There’s been peace in Palestine since Nov. 21. Following a fragile peace agreement fostered through Egyptian and U.S. diplomatic efforts, last Wednesday marked the technical end to the armed conflict between Israel and the Hamas government in Palestine. According to the Jerusalem Post, however, sporadic rocket attacks against Gaza and Israeli cities did continue into the night of Nov. 21 as late as 9:00 p.m. local time. Although a technical ceasefire remains in effect as of press time, the peace agreement between Israel and Palestine remains tentative as millions in the region recover from thousands of rocket attacks.
Nov. 14 marks the beginning of this most recent war in the Middle East. And after a week and a day of armed conflict, the death toll from both sides numbers just under 170, leaving over 2,000 injured. 160 of those dead, and a large majority of the injured, were Palestinians living in Gaza. So what does this conflict and the subsequent shaky peace agreement mean for Palestine?
Some context is necessary for understanding of this situation. It’s important to note that this is the second armed conflict waged between Israel and Palestine since 2008. According to Reuters, Israeli Defense Minister Ehud Barak stated the goal of the previous war on Palestine was to make Israeli citizens free from Hamas rocket attacks. This is the same reason that prompted Israel’s most recent round of aggression via missile strikes against Gaza. This begs the question: do these militarized actions prove to be effective? This is a question that the international community is struggling with.
The cycle of violence between Israel and Palestine is only reinforced by the continued military actions taken by both sides. From an outsider’s perspective, these rocket attacks are no solution to these two peoples’ systemic problems. After the last two weeks of destruction and violence, according to Al Jazeera both sides are claiming victory. And at what cost? The U.N. has reported that over 10,000 Palestinians have been displaced as refugees through this most recent conflict. According to Al Jazeera, the total cost for Palestinians to rebuild their infrastructure and to repair local businesses will total in the tens of millions of U.S. dollars.

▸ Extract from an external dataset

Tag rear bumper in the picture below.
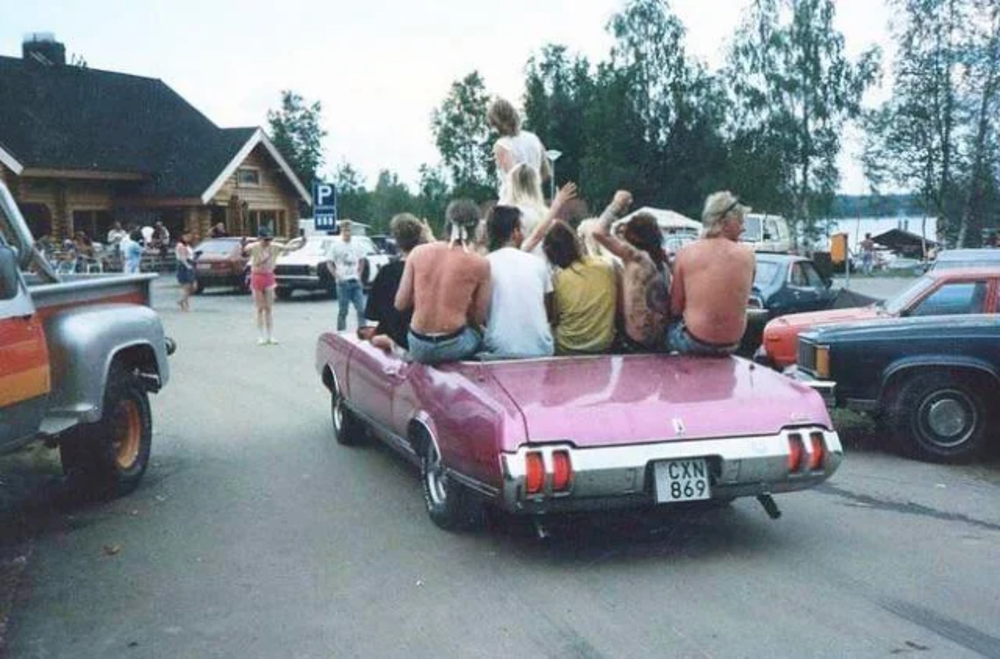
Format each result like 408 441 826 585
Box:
498 427 843 514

Al Jazeera correspondence interviewing Palestinians on the ground has reported a reinvigoration of anti-Israeli sentiment among Palestinians, and around the Arab world as a whole. One of these reports detailed a funeral held for a Palestinian boy of only 15; the boy’s father vowed to train his other six sons to wage jihad against Israel in perpetuity. The televised pictures of children and families that have been killed as a result of Israeli air strikes without a doubt further cultivate this hate.
However, the terms of the ceasefire give some hope to local authorities and to the powers-that-be abroad. According to Al Jazeera, this most recent ceasefire deal includes an agreement to ease the blockade on Palestinian borders that the Israeli military has closed through military force for years. This will hopefully ease the significant Palestinian economic woes that have existed for decades.

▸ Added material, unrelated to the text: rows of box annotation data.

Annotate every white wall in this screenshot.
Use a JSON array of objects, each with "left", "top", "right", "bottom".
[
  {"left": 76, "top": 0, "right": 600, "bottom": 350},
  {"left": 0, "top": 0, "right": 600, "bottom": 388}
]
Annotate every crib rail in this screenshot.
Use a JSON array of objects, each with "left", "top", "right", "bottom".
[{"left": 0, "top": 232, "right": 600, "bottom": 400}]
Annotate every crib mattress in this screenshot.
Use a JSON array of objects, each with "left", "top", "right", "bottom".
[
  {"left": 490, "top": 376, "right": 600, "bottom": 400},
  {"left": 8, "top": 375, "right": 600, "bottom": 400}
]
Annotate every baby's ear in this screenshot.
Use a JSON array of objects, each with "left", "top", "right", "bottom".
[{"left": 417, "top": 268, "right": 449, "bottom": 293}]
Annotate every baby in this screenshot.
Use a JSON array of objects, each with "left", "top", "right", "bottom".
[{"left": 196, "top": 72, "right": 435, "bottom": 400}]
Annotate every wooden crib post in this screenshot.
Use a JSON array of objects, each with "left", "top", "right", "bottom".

But Israel remains adamant that the smuggling of rockets and other weapons into Gaza cannot continue. Therefore, it’s hard to see a future where Palestinian borders come under the control of local Palestinian authorities, while simultaneously the Israeli authorities remain confident that no weapons are being smuggled into Palestine. This issue of border control remains as tentative as the ceasefire agreement itself.
From the interviews conducted on the ground, it’s clear that this most recent conflict has only strengthened the resolve of the war-torn population of Palestine. Although rockets and bombs have been launched and detonated in both Israel and Gaza, a large majority of the destruction and death has proved a burden that mostly the Palestinians must now bear.
And historically, this has been the case. Israel and Palestine go to war, and Palestine is left to pick up the pieces. As to the extent this conflict has affected the Palestinian people, only time will tell. But one thing is certain: the Palestinian people have endured another round of high-tech violence, and remain a unified people; all the while Arab opinions toward Israel have hit a new all-time low.
Neither side deserves praise for what they’ve done throughout this war. Militarized conflicts like this always do more harm than good. They ignite more hate than the instill security, and everyone is worse off because of it.